In what could further dampen the mood of crypto investors in the country, the goods and services tax (GST) council is mulling a 28 per cent tax on cryptocurrencies, at par with the current GST on casinos, betting and lottery, multiple media reports claimed on Monday.
The services such as crypto mining along with sales and purchases are likely to attract the 28 per cent GST if the proposal goes through in the next GST meeting, according to reports.
The date of the next GST meeting is yet to be finalised.
The Ministry of Finance has already imposed a 30 per cent tax on profits made from the transfer of crypto assets and non-fungible tokens (NFTs).

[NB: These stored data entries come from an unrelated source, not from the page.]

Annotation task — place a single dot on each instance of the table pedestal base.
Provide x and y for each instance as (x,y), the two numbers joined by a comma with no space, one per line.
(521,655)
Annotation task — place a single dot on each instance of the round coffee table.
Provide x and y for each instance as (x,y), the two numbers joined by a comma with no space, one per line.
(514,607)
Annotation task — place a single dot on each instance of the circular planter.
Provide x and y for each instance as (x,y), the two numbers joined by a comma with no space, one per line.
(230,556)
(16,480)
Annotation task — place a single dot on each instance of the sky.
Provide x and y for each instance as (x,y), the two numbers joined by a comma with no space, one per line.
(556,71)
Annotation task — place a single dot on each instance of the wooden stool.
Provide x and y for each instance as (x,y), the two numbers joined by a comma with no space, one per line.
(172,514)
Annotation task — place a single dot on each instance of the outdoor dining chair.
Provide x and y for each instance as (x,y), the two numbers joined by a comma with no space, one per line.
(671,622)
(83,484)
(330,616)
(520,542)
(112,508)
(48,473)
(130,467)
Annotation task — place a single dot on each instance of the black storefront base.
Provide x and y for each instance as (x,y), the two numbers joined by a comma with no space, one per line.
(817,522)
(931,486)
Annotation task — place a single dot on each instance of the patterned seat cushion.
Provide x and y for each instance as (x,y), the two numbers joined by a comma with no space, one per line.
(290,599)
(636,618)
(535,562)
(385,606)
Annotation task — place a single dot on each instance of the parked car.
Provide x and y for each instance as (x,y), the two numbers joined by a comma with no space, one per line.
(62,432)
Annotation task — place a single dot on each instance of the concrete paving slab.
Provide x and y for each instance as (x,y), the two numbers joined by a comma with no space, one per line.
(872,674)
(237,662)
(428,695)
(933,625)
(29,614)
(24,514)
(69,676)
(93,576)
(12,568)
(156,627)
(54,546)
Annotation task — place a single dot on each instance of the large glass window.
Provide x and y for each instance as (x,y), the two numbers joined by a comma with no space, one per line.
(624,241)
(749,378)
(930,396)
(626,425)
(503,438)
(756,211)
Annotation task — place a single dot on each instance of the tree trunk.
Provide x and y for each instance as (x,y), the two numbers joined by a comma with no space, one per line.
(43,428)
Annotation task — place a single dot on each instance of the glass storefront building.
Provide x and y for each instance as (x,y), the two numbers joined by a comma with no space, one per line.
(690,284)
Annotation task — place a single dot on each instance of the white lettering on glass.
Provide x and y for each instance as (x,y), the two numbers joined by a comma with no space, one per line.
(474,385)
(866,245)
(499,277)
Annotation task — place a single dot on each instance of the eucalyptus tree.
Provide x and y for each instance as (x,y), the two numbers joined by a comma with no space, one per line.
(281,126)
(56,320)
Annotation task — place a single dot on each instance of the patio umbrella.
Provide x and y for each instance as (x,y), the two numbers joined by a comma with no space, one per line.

India distinguishes between cryptocurrencies and crypto assets, and Union Finance Minister Nirmala Sitharaman during the Union Budget 2022-23 in February announced a 30 per cent tax on income from these transactions, which includes a 1 per cent deduction at source.
Her proposal of levying a 30 per cent tax on crypto earnings came into effect on April 1.
The 28 per cent GST will be in addition to the 30 per cent income tax on earnings from crypto asset transactions.
There is also 1 per cent TDS (tax deducted at source) on transactions in such asset classes above a certain threshold. Gifts in crypto and digital assets are also taxed.
A new section called '115BBH' has been added in the Income Tax Act, 1961, to tax digital assets.
During a trip to the US last month, Sitharaman raised doubts about the size of the cryptocurrency market worldwide and stressed the need for a regulatory mechanism acceptable to all countries to prevent its use to launder money and fund terrorism, which, she said, were big concerns for India.
"I think the biggest risk for all countries across the board will be on the money laundering aspect and also on the aspect of currency being used for financing terror," Sitharaman said at a seminar hosted by the International Monetary Fund (IMF).
The minister had earlier raised doubts about the size of the cryptocurrency market. "We are not sure about the veracity of the data, which says the volume is this much or that much. Those numbers are questionable."
Meanwhile, Bitcoin dropped nearly 2.7 per cent on Monday and was trading at $33,531.
The world's largest cryptocurrency by market value has now fallen by 50 per cent since its peak in November last year.